James Davison Hunter’s new book, To Change the World: The Irony, Tragedy, and Possibility of Christianity in the Late Modern World, is engendering a lot of discussion. I found this book to be more captivating, compelling, and controversial than any I have read in a long time. People who like the book are hoping it will liberate Evangelicals from a view of mission that is unrealistic and misguided, and to temper Evangelical rhetoric and discourse about changing the world. As the saying goes, “words are cheap.” Christians are too inclined toward overstatement and braggadocio.
This gets shielded under the claim ofs “vision” and “passion” which are driving leadership agendas much more today than wisdom. It is easy to say, “we’re going to change the world.” It makes us feel good about what we are doing, and it also happens to be an effective fundraising technique. I still have a lot of my Lutheran roots in me, so I resonate with Hunter’s biblical interpretation which is measured when it comes to human accomplishment, but deeply respectful of the glory and power of God. We should be thrilled by any redemptive work happening anywhere. If something becomes a movement, better still. If thousand or even millions of people are affected, that goes to the glory of God. But none of these are the same thing as changing the world.
One has to wonder whether a lot of Christians have talked about changing the world, but never really believed it in the first place. They look for measured effects and called it world-changing. They just talk like that. But that is a problem of a different sort.

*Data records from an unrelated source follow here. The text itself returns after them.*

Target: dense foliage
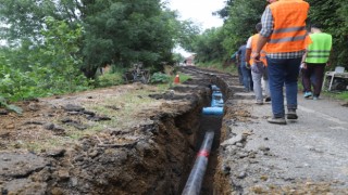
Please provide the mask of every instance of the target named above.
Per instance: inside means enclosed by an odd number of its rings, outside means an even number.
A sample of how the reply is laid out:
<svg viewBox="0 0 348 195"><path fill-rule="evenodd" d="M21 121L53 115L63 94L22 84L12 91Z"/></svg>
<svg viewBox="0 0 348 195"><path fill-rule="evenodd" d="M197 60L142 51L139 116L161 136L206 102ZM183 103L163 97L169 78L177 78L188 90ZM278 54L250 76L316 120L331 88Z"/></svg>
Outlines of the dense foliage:
<svg viewBox="0 0 348 195"><path fill-rule="evenodd" d="M105 65L161 69L199 31L160 0L0 0L0 95L13 101L120 83L96 78Z"/></svg>

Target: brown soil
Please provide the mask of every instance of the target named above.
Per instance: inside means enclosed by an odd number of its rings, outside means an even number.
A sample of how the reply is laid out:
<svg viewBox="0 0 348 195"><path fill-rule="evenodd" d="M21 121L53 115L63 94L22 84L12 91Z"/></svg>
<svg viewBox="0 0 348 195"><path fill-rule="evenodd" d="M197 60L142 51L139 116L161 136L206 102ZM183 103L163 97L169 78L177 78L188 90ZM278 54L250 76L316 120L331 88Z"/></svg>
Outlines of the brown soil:
<svg viewBox="0 0 348 195"><path fill-rule="evenodd" d="M23 115L0 115L1 193L178 194L210 92L201 83L17 103Z"/></svg>

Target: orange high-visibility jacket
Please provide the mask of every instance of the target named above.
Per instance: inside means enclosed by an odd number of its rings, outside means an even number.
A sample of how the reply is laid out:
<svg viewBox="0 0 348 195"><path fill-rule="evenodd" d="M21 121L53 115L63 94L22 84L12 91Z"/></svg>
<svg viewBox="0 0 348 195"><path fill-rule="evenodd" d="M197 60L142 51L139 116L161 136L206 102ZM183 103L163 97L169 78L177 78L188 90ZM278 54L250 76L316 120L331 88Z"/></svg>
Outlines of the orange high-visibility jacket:
<svg viewBox="0 0 348 195"><path fill-rule="evenodd" d="M257 51L259 37L260 37L260 34L256 34L251 37L251 53ZM262 48L260 52L260 61L262 61L263 64L268 66L268 62L265 60L265 54L266 54L265 48L266 48L266 44ZM253 60L252 57L250 57L249 64L252 65L252 63L253 63Z"/></svg>
<svg viewBox="0 0 348 195"><path fill-rule="evenodd" d="M311 43L306 30L309 3L303 0L278 0L270 4L274 29L268 42L269 53L301 51Z"/></svg>

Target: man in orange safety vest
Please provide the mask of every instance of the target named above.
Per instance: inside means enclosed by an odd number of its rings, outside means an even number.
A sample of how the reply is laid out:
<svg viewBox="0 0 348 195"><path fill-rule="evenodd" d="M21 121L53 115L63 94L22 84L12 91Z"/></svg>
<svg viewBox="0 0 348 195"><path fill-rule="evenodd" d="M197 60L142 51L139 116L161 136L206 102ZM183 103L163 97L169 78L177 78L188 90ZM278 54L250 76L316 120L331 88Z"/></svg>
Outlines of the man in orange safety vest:
<svg viewBox="0 0 348 195"><path fill-rule="evenodd" d="M297 119L297 78L301 57L311 43L307 35L306 20L309 3L303 0L278 0L269 4L261 18L262 30L252 54L260 61L264 44L268 54L268 72L272 99L271 123L286 125L283 87L286 87L287 119Z"/></svg>

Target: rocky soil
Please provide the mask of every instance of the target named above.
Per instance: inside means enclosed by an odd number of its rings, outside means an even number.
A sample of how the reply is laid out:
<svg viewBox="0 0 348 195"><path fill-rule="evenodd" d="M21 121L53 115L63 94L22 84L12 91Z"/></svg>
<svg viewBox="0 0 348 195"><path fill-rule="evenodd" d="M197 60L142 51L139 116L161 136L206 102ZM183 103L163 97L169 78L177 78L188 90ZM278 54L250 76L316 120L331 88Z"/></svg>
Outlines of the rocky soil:
<svg viewBox="0 0 348 195"><path fill-rule="evenodd" d="M300 101L298 121L274 126L236 76L182 72L191 79L167 91L134 83L1 110L1 193L181 194L200 127L219 123L201 194L348 194L345 104ZM211 84L222 119L201 118Z"/></svg>

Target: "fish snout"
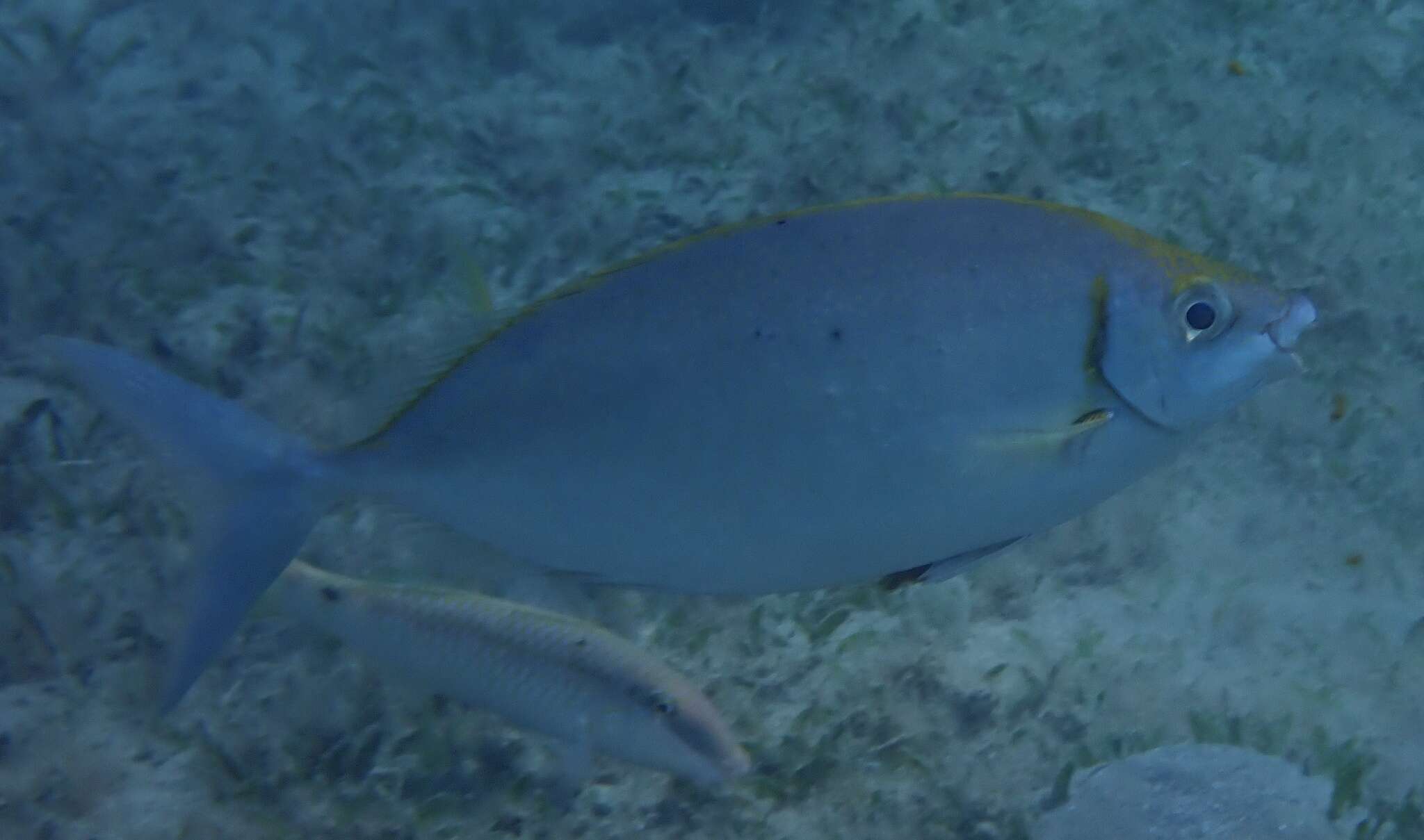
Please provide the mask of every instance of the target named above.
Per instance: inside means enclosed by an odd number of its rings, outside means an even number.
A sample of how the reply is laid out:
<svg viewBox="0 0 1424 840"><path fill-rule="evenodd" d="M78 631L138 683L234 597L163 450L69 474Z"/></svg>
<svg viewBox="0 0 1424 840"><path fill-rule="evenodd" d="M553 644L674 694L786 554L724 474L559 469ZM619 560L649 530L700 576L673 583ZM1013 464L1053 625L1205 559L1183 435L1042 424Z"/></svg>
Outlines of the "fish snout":
<svg viewBox="0 0 1424 840"><path fill-rule="evenodd" d="M1266 335L1277 347L1290 352L1300 339L1300 333L1306 332L1314 322L1314 303L1304 295L1292 295L1280 315L1266 325Z"/></svg>

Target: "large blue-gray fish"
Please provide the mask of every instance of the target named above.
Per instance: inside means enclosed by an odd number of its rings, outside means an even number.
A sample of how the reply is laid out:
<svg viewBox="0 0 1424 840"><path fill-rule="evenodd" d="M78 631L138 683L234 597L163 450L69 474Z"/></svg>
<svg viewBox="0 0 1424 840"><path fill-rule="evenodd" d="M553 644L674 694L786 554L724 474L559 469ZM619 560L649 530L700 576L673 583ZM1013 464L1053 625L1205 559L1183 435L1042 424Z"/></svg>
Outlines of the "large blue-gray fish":
<svg viewBox="0 0 1424 840"><path fill-rule="evenodd" d="M333 451L118 350L48 349L219 500L172 703L340 498L614 584L938 578L1296 372L1313 320L1304 298L1105 216L951 195L786 214L598 272Z"/></svg>
<svg viewBox="0 0 1424 840"><path fill-rule="evenodd" d="M752 767L712 702L614 634L476 592L376 584L300 560L278 577L289 612L402 676L558 739L565 782L594 755L699 784Z"/></svg>

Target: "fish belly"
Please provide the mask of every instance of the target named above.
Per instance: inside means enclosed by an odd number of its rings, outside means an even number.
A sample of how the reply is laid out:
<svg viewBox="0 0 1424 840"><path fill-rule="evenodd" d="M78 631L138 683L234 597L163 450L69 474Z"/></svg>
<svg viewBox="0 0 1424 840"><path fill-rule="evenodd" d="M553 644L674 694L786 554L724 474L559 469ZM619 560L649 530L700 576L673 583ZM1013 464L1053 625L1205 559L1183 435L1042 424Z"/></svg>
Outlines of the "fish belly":
<svg viewBox="0 0 1424 840"><path fill-rule="evenodd" d="M1094 279L1136 258L1027 204L786 216L540 305L350 456L375 493L608 582L870 579L1049 528L1175 450L1088 364ZM984 446L1098 409L1072 457Z"/></svg>

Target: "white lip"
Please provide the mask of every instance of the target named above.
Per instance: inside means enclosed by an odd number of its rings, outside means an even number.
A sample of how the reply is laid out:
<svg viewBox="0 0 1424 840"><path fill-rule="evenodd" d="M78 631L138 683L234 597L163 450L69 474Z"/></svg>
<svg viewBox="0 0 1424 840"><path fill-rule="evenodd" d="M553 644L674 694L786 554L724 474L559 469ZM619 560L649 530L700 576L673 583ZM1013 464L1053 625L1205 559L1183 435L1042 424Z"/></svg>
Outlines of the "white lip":
<svg viewBox="0 0 1424 840"><path fill-rule="evenodd" d="M1290 350L1316 322L1316 306L1304 295L1292 295L1286 302L1286 309L1276 320L1266 325L1266 335L1282 350Z"/></svg>

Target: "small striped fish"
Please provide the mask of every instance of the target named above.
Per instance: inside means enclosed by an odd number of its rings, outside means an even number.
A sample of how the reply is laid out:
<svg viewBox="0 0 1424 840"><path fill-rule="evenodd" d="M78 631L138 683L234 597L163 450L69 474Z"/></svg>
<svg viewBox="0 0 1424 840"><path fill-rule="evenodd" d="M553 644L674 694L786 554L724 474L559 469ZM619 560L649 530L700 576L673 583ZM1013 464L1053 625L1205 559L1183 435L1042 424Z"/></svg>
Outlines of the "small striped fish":
<svg viewBox="0 0 1424 840"><path fill-rule="evenodd" d="M600 626L459 589L387 585L300 560L278 579L283 605L424 686L564 745L565 776L594 753L719 784L746 750L685 676Z"/></svg>

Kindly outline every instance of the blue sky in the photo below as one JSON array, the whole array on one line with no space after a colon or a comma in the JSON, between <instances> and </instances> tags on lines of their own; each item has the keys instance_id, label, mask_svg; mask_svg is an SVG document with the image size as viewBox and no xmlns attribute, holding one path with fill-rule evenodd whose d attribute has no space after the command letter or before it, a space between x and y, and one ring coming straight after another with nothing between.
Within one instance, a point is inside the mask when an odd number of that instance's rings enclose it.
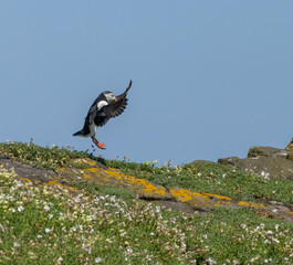
<instances>
[{"instance_id":1,"label":"blue sky","mask_svg":"<svg viewBox=\"0 0 293 265\"><path fill-rule=\"evenodd\" d=\"M181 165L284 148L292 14L291 0L0 1L0 141L92 149L72 134L133 80L96 156Z\"/></svg>"}]
</instances>

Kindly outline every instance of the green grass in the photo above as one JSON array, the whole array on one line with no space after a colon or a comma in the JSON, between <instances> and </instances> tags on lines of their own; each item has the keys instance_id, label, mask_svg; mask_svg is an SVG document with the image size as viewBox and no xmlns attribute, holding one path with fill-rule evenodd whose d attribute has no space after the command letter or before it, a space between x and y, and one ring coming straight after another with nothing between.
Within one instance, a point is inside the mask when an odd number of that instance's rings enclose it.
<instances>
[{"instance_id":1,"label":"green grass","mask_svg":"<svg viewBox=\"0 0 293 265\"><path fill-rule=\"evenodd\" d=\"M72 160L75 158L91 158L97 162L104 163L104 159L102 158L96 158L87 152L76 151L70 147L40 147L34 145L32 141L28 144L0 144L0 153L7 155L20 162L31 165L39 169L54 170L61 167L88 167L86 165L74 163Z\"/></svg>"},{"instance_id":2,"label":"green grass","mask_svg":"<svg viewBox=\"0 0 293 265\"><path fill-rule=\"evenodd\" d=\"M280 201L285 204L293 203L292 180L265 179L231 166L196 161L182 167L157 168L154 165L115 160L107 160L106 165L167 188L180 187L250 201L261 199Z\"/></svg>"},{"instance_id":3,"label":"green grass","mask_svg":"<svg viewBox=\"0 0 293 265\"><path fill-rule=\"evenodd\" d=\"M209 192L239 200L258 202L260 200L293 203L293 181L290 179L265 179L247 173L231 166L209 161L196 161L182 167L155 167L155 163L135 163L97 158L92 153L72 148L44 148L32 142L0 144L0 153L8 155L21 162L42 169L60 167L88 167L74 163L75 158L91 158L107 167L121 169L124 173L144 178L166 188L180 187L198 192ZM169 165L168 165L169 166ZM77 183L80 186L81 182ZM91 189L88 182L84 182Z\"/></svg>"},{"instance_id":4,"label":"green grass","mask_svg":"<svg viewBox=\"0 0 293 265\"><path fill-rule=\"evenodd\" d=\"M164 187L292 204L292 180L269 180L218 163L156 167L71 148L0 144L0 153L42 169L92 158ZM170 165L169 165L170 166ZM0 264L293 264L293 225L250 210L182 214L119 187L71 179L83 192L23 184L0 169Z\"/></svg>"},{"instance_id":5,"label":"green grass","mask_svg":"<svg viewBox=\"0 0 293 265\"><path fill-rule=\"evenodd\" d=\"M6 170L0 183L0 264L293 263L292 224L249 210L181 214L113 187L88 198L24 186Z\"/></svg>"}]
</instances>

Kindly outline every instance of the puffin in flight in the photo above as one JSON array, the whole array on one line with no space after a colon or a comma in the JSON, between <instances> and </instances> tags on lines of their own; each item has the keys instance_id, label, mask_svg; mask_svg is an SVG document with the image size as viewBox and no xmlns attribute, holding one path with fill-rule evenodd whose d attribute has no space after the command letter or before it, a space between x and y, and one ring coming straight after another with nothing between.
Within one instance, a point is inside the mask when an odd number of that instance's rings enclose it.
<instances>
[{"instance_id":1,"label":"puffin in flight","mask_svg":"<svg viewBox=\"0 0 293 265\"><path fill-rule=\"evenodd\" d=\"M119 96L115 96L112 92L105 91L94 100L85 117L84 126L73 136L92 137L93 142L101 149L105 149L105 145L95 138L96 129L104 126L111 118L119 116L127 106L127 92L130 89L133 82L129 82L126 91Z\"/></svg>"}]
</instances>

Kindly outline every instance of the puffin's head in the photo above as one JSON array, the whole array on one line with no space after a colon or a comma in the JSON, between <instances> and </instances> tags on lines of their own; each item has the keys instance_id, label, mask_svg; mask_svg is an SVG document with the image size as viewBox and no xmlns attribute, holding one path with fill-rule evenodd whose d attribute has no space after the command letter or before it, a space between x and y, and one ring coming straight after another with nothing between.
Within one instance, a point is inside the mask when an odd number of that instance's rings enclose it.
<instances>
[{"instance_id":1,"label":"puffin's head","mask_svg":"<svg viewBox=\"0 0 293 265\"><path fill-rule=\"evenodd\" d=\"M117 97L114 95L113 92L108 92L108 91L106 91L106 92L104 92L103 94L104 94L104 96L106 97L106 100L107 100L108 103L117 102Z\"/></svg>"}]
</instances>

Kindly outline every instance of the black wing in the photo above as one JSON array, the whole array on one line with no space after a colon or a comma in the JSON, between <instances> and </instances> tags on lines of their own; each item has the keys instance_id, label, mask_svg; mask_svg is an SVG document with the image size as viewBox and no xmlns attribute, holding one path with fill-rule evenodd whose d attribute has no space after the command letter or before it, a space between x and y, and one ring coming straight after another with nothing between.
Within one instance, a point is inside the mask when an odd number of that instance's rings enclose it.
<instances>
[{"instance_id":1,"label":"black wing","mask_svg":"<svg viewBox=\"0 0 293 265\"><path fill-rule=\"evenodd\" d=\"M127 98L123 98L119 102L112 103L97 110L94 123L97 126L104 126L111 118L119 116L127 105Z\"/></svg>"},{"instance_id":2,"label":"black wing","mask_svg":"<svg viewBox=\"0 0 293 265\"><path fill-rule=\"evenodd\" d=\"M94 120L95 124L98 126L104 126L111 118L115 118L119 116L127 106L127 92L130 89L133 82L129 82L128 87L126 91L117 96L117 102L111 103L107 106L102 107L100 110L97 110Z\"/></svg>"}]
</instances>

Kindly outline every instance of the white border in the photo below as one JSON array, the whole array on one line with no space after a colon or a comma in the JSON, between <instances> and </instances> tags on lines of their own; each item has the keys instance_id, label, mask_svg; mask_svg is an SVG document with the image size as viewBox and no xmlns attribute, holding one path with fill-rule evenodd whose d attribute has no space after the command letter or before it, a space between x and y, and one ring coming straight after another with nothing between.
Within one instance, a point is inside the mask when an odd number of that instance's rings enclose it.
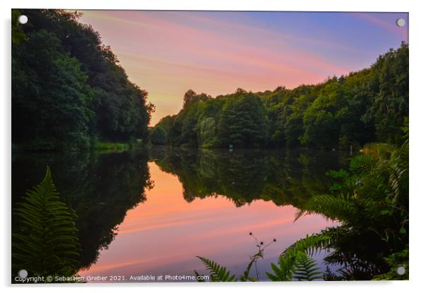
<instances>
[{"instance_id":1,"label":"white border","mask_svg":"<svg viewBox=\"0 0 426 293\"><path fill-rule=\"evenodd\" d=\"M38 0L23 1L15 0L13 3L2 1L1 5L1 37L0 45L1 62L2 68L1 89L4 92L1 96L0 111L0 124L1 143L0 148L1 174L0 186L3 189L1 198L3 203L1 213L3 237L0 241L1 253L1 265L0 265L1 285L5 287L7 292L23 292L30 289L34 292L75 292L76 287L82 292L114 292L121 287L128 292L141 292L154 289L161 291L191 292L217 292L222 290L244 290L245 292L259 292L265 290L278 291L301 291L329 293L330 289L347 292L359 292L364 290L377 290L387 292L411 292L420 290L424 285L423 279L426 279L424 272L426 271L425 254L425 219L422 217L424 212L425 198L426 192L425 184L424 166L425 150L425 127L426 121L425 100L424 95L425 73L426 68L425 62L425 40L424 29L426 28L425 19L425 11L422 9L421 1L388 0L374 1L372 0L355 0L350 1L333 0L298 0L292 1L261 0L246 0L241 1L230 0L165 0L165 1L87 1L71 0ZM282 284L126 284L122 285L94 285L64 286L28 286L11 287L8 285L10 280L10 196L11 196L11 29L10 18L11 8L67 8L67 9L152 9L152 10L263 10L263 11L398 11L410 13L410 278L408 282L308 282L282 283ZM424 289L424 288L422 288Z\"/></svg>"}]
</instances>

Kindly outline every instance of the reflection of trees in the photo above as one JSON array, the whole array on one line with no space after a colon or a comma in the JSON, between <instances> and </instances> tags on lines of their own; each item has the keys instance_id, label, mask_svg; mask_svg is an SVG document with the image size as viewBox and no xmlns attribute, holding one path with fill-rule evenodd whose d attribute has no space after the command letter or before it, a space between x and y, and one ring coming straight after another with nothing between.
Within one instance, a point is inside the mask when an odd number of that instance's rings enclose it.
<instances>
[{"instance_id":1,"label":"reflection of trees","mask_svg":"<svg viewBox=\"0 0 426 293\"><path fill-rule=\"evenodd\" d=\"M176 174L183 196L224 196L236 206L253 200L297 205L328 191L326 172L342 166L339 153L292 150L151 150L151 157L165 172Z\"/></svg>"},{"instance_id":2,"label":"reflection of trees","mask_svg":"<svg viewBox=\"0 0 426 293\"><path fill-rule=\"evenodd\" d=\"M99 250L113 241L115 228L122 222L127 210L146 200L145 188L152 184L146 155L141 151L15 156L13 204L40 181L46 165L50 166L58 191L78 215L82 249L79 266L88 268L96 261Z\"/></svg>"}]
</instances>

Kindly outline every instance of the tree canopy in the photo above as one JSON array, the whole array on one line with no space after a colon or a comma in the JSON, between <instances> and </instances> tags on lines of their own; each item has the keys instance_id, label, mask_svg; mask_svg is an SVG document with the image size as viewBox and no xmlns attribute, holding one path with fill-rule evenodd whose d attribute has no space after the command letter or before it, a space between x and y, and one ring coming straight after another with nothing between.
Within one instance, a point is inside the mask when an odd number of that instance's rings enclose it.
<instances>
[{"instance_id":1,"label":"tree canopy","mask_svg":"<svg viewBox=\"0 0 426 293\"><path fill-rule=\"evenodd\" d=\"M148 93L129 80L99 33L76 12L21 12L29 21L13 20L12 141L82 149L96 139L147 138Z\"/></svg>"}]
</instances>

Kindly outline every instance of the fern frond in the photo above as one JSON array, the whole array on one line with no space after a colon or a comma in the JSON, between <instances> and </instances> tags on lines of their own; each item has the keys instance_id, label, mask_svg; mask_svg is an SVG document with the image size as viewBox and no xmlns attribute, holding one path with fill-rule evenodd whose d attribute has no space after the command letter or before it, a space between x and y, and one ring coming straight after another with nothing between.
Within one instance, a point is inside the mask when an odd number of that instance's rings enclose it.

Hunter’s view of the redemption of creation is very helpful and is consistent with many epochs of Christian thought, more recently forgotten. His warnings of the perils of idealism are incisive. His emphasis on networks is very intriguing, and is consistent with what a lot of people are saying today about networks. His use of “shalom” as a paradigm of mission is good biblical soil for the roots of his thesis. His warnings about Constantinian-type triumphalism is very helpful.
It is going to be very interesting to watch how reaction to this book unfolds. It is provocative, and that is a good thing. He is surely going to be criticized for taking too much off the table, and offering too little in the end, as his last sentence says, that we should hope to make the world “a little bit better.” But we’ll see.
One thing that I think could have helped his conclusion is to back it up with the mystery of the work of God’s kingdom. Ultimately, we don’t know and we’re not told exactly what God intends to do in affecting or changing the world (that is, before we get to a whole new creation). We know we’re working with mustard seeds and leaven. But only God knows just how far the pervasive effects of his ruling power will go in this age. And that is what allows us to keep doing ministry with freedom.